Even today, because the narrative form is so powerful and seductive, it is hard to avoid. One of the specific characteristics of us is a love of stories, so that narrative reports of human evolution are demanded by society and even tend toward a common form. Scientists are generally aware of the influence of theory on observation, Seldom do they recognize, however, that many scientific theories are essentially narratives. There is an element in evolutionary approach that make it particularly susceptible to being cast in narrative form, both by those who tell the story and by those who listen to them. It lies in the fact that in seeking to explain the origins, we are apparently faced with a sequence of events through time that transformed a phenomenon. The description of such a sequence falls naturally into narrative form. clearly a narrative structure is more than just a story; it conform to the structure of the hero folk tale. Telling a story does not consist simply in adding episodes to one another, It consists in creating relations between events.

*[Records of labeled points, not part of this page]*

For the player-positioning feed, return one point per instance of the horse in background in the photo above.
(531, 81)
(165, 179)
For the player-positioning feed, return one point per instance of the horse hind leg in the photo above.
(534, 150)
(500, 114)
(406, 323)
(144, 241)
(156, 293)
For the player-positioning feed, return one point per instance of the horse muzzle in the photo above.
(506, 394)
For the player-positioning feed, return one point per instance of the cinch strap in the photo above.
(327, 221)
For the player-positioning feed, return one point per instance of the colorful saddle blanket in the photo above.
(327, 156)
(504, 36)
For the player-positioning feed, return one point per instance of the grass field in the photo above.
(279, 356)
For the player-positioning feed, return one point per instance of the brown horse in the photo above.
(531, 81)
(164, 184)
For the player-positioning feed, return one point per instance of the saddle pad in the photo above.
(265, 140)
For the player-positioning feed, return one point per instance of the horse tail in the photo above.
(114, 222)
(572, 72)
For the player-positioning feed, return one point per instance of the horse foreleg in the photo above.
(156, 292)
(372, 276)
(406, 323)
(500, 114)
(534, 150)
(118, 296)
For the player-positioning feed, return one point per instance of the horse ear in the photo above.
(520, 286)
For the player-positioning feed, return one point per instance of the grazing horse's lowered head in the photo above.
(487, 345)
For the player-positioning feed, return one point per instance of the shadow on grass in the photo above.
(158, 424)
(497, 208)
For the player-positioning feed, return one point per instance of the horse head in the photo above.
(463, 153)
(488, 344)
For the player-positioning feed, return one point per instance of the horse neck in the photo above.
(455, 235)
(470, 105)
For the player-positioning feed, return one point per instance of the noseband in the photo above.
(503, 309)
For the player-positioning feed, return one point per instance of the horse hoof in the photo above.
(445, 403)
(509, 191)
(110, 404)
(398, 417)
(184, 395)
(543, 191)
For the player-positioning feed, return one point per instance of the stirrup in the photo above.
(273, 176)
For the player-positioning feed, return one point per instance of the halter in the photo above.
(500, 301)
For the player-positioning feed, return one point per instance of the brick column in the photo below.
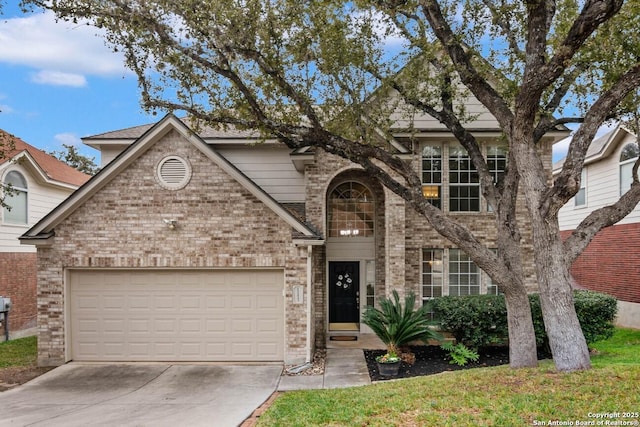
(395, 243)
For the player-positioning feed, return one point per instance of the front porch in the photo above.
(362, 341)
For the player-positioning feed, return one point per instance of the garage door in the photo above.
(177, 315)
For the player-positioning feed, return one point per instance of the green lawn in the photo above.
(481, 397)
(20, 352)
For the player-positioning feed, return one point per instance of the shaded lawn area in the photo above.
(496, 396)
(18, 362)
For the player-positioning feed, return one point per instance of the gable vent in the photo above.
(173, 172)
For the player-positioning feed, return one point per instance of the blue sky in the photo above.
(59, 83)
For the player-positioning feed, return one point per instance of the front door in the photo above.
(344, 295)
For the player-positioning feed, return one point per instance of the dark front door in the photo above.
(344, 293)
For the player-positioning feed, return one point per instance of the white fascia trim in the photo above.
(127, 157)
(235, 173)
(59, 213)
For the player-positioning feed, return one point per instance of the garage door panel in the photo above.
(177, 315)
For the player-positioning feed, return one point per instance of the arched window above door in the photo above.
(351, 211)
(15, 211)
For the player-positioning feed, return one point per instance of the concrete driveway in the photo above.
(140, 395)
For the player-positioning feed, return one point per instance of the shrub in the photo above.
(459, 354)
(476, 321)
(397, 324)
(481, 320)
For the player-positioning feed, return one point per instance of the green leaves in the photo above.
(398, 324)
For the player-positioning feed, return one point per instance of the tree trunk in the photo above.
(568, 346)
(522, 340)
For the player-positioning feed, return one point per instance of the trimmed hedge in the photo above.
(481, 320)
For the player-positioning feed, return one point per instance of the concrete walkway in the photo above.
(344, 367)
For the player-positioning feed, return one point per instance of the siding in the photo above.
(479, 118)
(603, 188)
(41, 200)
(271, 168)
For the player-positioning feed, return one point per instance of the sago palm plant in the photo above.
(398, 324)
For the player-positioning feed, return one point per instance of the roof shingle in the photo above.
(52, 167)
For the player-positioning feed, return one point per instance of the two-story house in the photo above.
(219, 246)
(611, 262)
(39, 183)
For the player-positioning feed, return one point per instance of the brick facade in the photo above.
(611, 262)
(18, 274)
(220, 224)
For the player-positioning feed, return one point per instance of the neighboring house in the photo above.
(217, 247)
(40, 182)
(611, 262)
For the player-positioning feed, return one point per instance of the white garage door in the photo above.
(177, 315)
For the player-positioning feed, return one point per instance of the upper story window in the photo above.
(455, 176)
(452, 272)
(580, 198)
(16, 213)
(628, 156)
(351, 211)
(464, 183)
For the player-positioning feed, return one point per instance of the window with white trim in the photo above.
(628, 157)
(15, 200)
(432, 174)
(351, 211)
(452, 272)
(580, 199)
(464, 183)
(464, 274)
(451, 166)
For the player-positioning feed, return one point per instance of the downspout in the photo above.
(309, 291)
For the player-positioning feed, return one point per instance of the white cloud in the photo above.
(68, 139)
(58, 78)
(40, 42)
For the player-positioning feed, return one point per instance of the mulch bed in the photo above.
(433, 360)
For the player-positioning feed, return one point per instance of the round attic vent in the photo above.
(173, 172)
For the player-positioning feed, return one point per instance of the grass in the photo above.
(480, 397)
(20, 352)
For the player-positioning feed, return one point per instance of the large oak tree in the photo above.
(319, 73)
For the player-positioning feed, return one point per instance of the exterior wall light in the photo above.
(171, 223)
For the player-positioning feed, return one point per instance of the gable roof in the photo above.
(45, 227)
(46, 166)
(601, 147)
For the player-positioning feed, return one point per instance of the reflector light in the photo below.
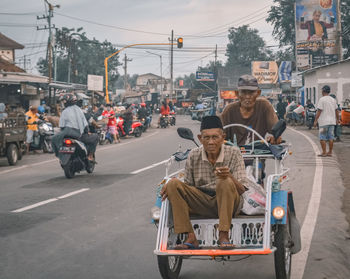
(278, 212)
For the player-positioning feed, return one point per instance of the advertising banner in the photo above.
(266, 72)
(316, 33)
(205, 76)
(228, 94)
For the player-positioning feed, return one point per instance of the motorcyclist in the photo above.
(73, 124)
(143, 113)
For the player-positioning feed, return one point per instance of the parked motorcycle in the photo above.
(73, 157)
(164, 121)
(310, 117)
(43, 136)
(136, 128)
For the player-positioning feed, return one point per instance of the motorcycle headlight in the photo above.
(46, 127)
(278, 212)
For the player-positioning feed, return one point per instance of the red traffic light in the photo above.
(180, 42)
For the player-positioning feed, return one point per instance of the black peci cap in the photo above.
(211, 122)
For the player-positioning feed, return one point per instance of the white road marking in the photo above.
(308, 227)
(49, 200)
(55, 159)
(149, 167)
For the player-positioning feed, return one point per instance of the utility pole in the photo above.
(126, 60)
(49, 27)
(216, 69)
(171, 65)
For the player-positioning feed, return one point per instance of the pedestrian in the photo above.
(31, 118)
(281, 108)
(327, 117)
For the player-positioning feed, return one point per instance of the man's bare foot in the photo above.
(224, 241)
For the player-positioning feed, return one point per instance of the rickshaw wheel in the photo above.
(169, 266)
(283, 255)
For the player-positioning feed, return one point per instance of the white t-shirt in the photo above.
(328, 105)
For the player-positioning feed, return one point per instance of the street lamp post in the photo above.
(161, 72)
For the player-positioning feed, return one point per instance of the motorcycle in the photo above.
(43, 136)
(136, 128)
(310, 117)
(164, 121)
(73, 157)
(146, 123)
(172, 118)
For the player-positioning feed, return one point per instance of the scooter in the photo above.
(310, 117)
(164, 121)
(73, 157)
(136, 128)
(43, 136)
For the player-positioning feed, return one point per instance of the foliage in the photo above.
(86, 57)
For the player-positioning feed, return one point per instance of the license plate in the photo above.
(67, 149)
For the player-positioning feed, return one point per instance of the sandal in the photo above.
(226, 245)
(186, 246)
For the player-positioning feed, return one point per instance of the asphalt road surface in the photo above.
(98, 225)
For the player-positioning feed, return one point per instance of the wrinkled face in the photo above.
(247, 98)
(212, 139)
(316, 17)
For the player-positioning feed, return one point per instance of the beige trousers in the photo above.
(188, 200)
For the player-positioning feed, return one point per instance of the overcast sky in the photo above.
(194, 20)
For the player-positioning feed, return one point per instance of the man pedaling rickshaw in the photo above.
(214, 181)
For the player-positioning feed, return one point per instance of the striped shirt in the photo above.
(200, 173)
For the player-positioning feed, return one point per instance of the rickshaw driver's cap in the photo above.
(248, 82)
(211, 122)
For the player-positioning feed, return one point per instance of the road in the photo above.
(98, 225)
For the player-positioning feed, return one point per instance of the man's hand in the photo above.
(272, 140)
(163, 193)
(222, 172)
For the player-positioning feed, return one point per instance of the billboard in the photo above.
(228, 94)
(266, 72)
(95, 83)
(205, 76)
(316, 33)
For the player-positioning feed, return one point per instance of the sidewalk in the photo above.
(342, 151)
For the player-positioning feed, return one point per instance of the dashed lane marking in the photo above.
(308, 227)
(49, 201)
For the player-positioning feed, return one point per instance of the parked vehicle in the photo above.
(164, 121)
(73, 157)
(12, 138)
(42, 139)
(274, 231)
(136, 128)
(310, 117)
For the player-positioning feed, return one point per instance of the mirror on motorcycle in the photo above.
(186, 133)
(278, 129)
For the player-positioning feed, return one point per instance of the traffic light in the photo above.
(180, 42)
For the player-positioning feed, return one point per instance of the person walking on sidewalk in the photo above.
(327, 117)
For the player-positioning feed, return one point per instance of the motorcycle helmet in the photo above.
(69, 99)
(41, 109)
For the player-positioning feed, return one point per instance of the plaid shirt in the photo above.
(199, 172)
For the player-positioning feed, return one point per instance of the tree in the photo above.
(81, 56)
(245, 45)
(282, 16)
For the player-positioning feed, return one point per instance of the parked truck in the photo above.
(12, 138)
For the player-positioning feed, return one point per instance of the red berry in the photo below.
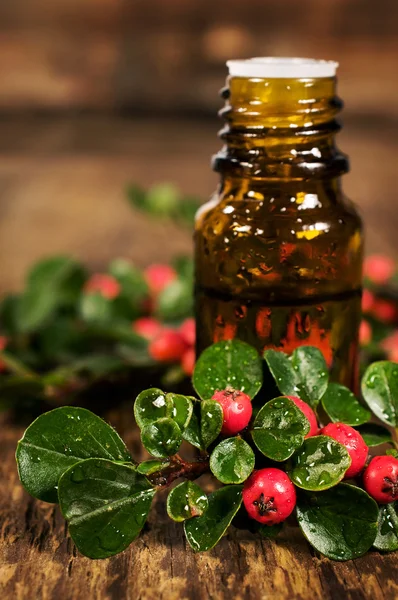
(365, 333)
(188, 361)
(368, 301)
(269, 496)
(188, 331)
(381, 479)
(168, 346)
(103, 284)
(308, 412)
(379, 268)
(384, 310)
(237, 409)
(354, 444)
(159, 276)
(147, 327)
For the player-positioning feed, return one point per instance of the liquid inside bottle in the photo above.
(278, 249)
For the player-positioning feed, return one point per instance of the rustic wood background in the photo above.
(97, 93)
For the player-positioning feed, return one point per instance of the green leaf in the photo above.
(175, 302)
(279, 429)
(162, 437)
(270, 531)
(304, 374)
(132, 281)
(374, 435)
(228, 363)
(148, 467)
(185, 501)
(52, 283)
(387, 531)
(192, 433)
(211, 420)
(380, 391)
(95, 308)
(59, 439)
(319, 464)
(106, 505)
(204, 532)
(340, 523)
(180, 410)
(232, 461)
(341, 406)
(282, 371)
(151, 405)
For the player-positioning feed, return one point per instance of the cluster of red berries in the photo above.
(268, 494)
(166, 344)
(379, 270)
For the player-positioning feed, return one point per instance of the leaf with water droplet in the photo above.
(185, 501)
(340, 523)
(279, 429)
(228, 363)
(151, 405)
(304, 374)
(106, 505)
(319, 464)
(162, 438)
(59, 439)
(204, 532)
(380, 390)
(232, 461)
(374, 435)
(387, 531)
(341, 406)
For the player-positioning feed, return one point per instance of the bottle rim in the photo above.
(273, 67)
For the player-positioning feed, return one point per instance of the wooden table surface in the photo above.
(61, 186)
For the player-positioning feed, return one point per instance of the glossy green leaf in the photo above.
(181, 409)
(148, 467)
(229, 363)
(375, 435)
(340, 523)
(95, 308)
(162, 437)
(341, 406)
(106, 505)
(185, 501)
(211, 420)
(319, 464)
(279, 429)
(52, 283)
(132, 281)
(304, 374)
(204, 532)
(59, 439)
(232, 461)
(380, 391)
(151, 405)
(192, 433)
(282, 371)
(387, 531)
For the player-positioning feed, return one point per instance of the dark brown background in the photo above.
(97, 93)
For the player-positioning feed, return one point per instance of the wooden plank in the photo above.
(38, 560)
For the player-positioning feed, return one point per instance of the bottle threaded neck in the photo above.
(280, 127)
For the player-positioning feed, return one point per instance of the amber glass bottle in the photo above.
(279, 247)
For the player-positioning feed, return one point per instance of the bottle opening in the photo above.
(278, 67)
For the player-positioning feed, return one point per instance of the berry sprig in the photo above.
(68, 330)
(275, 458)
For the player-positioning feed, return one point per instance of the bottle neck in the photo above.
(280, 129)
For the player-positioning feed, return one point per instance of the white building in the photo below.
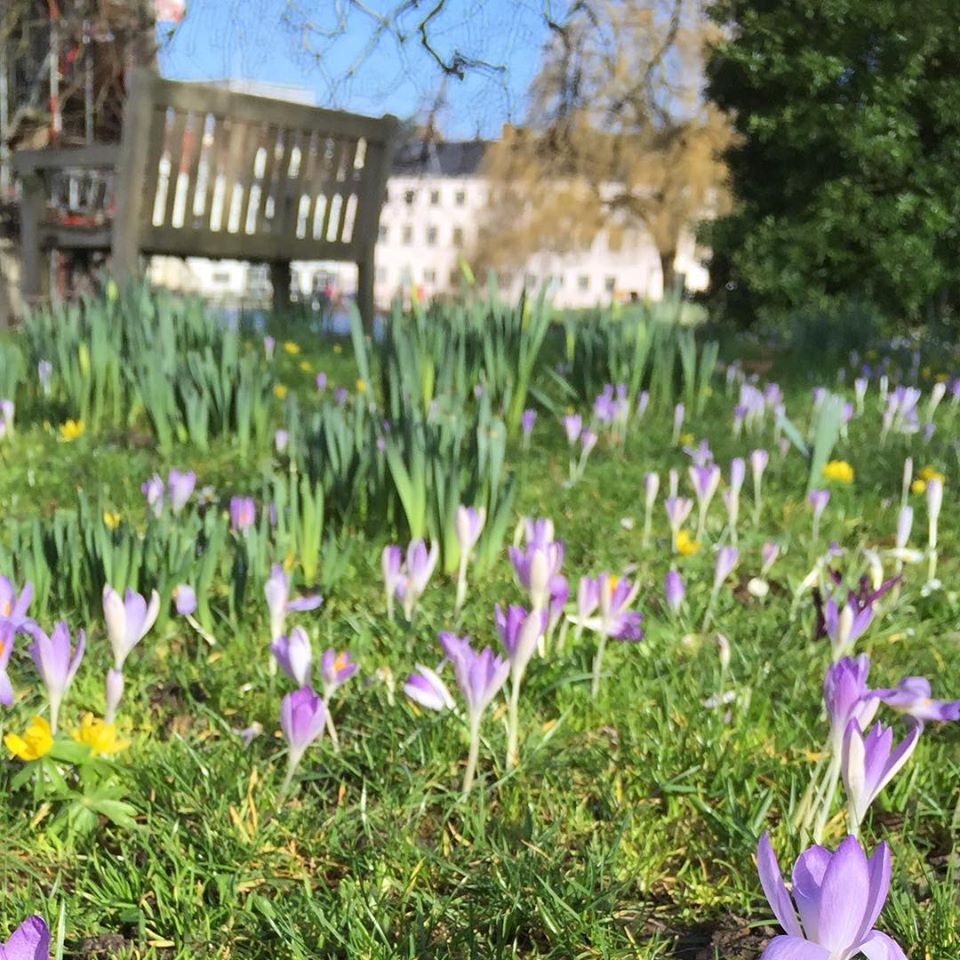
(435, 204)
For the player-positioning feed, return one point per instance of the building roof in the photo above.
(448, 158)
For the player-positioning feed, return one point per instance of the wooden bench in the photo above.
(203, 171)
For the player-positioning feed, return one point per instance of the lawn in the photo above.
(630, 825)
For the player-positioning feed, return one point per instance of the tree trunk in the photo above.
(667, 269)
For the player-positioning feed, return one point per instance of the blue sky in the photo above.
(345, 64)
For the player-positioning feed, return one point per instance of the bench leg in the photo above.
(280, 281)
(365, 278)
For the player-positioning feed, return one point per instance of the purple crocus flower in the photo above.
(870, 762)
(847, 696)
(912, 696)
(391, 561)
(838, 897)
(56, 666)
(527, 420)
(519, 633)
(184, 599)
(129, 619)
(336, 669)
(469, 525)
(7, 634)
(243, 513)
(480, 676)
(30, 941)
(845, 627)
(13, 608)
(152, 489)
(415, 574)
(294, 655)
(180, 488)
(673, 590)
(572, 424)
(303, 715)
(427, 689)
(277, 592)
(726, 560)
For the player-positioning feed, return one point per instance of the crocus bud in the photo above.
(651, 485)
(726, 560)
(904, 526)
(427, 689)
(114, 694)
(539, 579)
(673, 590)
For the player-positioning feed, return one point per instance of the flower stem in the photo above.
(473, 755)
(597, 662)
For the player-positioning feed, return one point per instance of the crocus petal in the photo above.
(30, 941)
(880, 947)
(775, 889)
(808, 874)
(794, 948)
(844, 897)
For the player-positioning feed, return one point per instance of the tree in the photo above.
(845, 170)
(617, 136)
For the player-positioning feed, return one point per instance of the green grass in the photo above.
(628, 829)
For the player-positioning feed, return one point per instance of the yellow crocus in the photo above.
(686, 545)
(838, 470)
(98, 735)
(36, 742)
(71, 430)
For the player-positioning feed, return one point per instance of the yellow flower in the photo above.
(928, 473)
(37, 740)
(838, 470)
(686, 545)
(98, 735)
(71, 430)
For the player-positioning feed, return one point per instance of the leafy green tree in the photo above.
(846, 172)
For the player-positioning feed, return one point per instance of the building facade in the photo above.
(436, 202)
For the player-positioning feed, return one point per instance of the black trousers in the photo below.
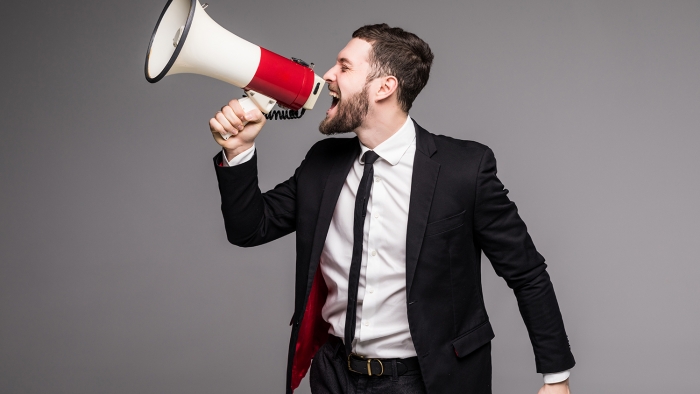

Prehistoric men are commonly referred to in the popular media, in literature and in films as cave men, in spite of the fact that the availability of caves was limited to those mountainous areas where they existed in geological formations and where the entrances were accessible. Yet where they existed, they came to be occupied repeatedly by people from Mousterian times onward, often in competition with other inhabitants such as bears and hyenas.  If these people had shelters at all, they must have been simple structures of branches, leaves and skins which stood no chance of preservation, what we now called ephemeral dwellings. Within cave and rock shelter sites, we started to see glimmers of evidence for spatial patterns of human behavior after about 200,000 years ago.

According to archaeological findings, the groups who visited the caves were very small and were there for only short episodes. They are usually located in well-sheltered locations, offer extensive wide-angle views the valleys they overlook, and are near to sources of high-quality flint. Also, they were well-situated to function not only as shelters, but as the focus of a wide range of economic and technological activities, with many resources available within a short radius.